Comme on trouva difficile d'exporter de France une quantité suffisante d'armes et de munitions de guerre sans attirer l'attention du gouvernement, et sans éveiller des soupçons parmi les planteurs qui résidoient au sein de la mère-patrie, la société aima mieux se procurer ces approvisionnemens dans l'Amérique septentrionale, et l'on recommanda à Ogé de faire, à ce sujet, un détour. Muni d'argent et de lettres de crédit, il s'embarqua pour la Nouvelle-Angleterre, au mois de juin 1790.

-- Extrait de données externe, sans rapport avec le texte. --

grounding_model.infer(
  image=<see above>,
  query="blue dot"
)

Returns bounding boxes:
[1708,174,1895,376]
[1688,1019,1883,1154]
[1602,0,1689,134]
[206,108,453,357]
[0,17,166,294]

Mais, nonobstant les précautions qu'on observa dans cette circonstance, tout Paris sut le projet avant même l'embarquement d'Ogé, et on en reçut une copie avec son portrait à Saint-Domingue avant qu'il arrivât dans cette île. Un sloop américain l'y débarqua secrètement, le 12 octobre 1790, et il trouva moyen de transporter, sans être découvert, les armes et les munitions de guerre qu'il avoit achetées, au lieu que son frère avoit préparé pour les recevoir.

Ce fut Ogé lui-même qui avertit les habitants blancs de son arrivée. Il dépêcha une lettre au gouverneur ***, où, après lui avoir reproché, ainsi qu'à leurs prédécesseurs, la non-exécution du Code noir, il demande en termes très-impérieux que les articles de ce statut célèbre soient publiés par toute la colonie ; il exige que les priviléges des blancs s'étendent à tous les individus sans distinction; il se déclare le protecteur des mulâtres, et proteste qu'il prendra les armes en leur faveur si on ne leur fait pas justice.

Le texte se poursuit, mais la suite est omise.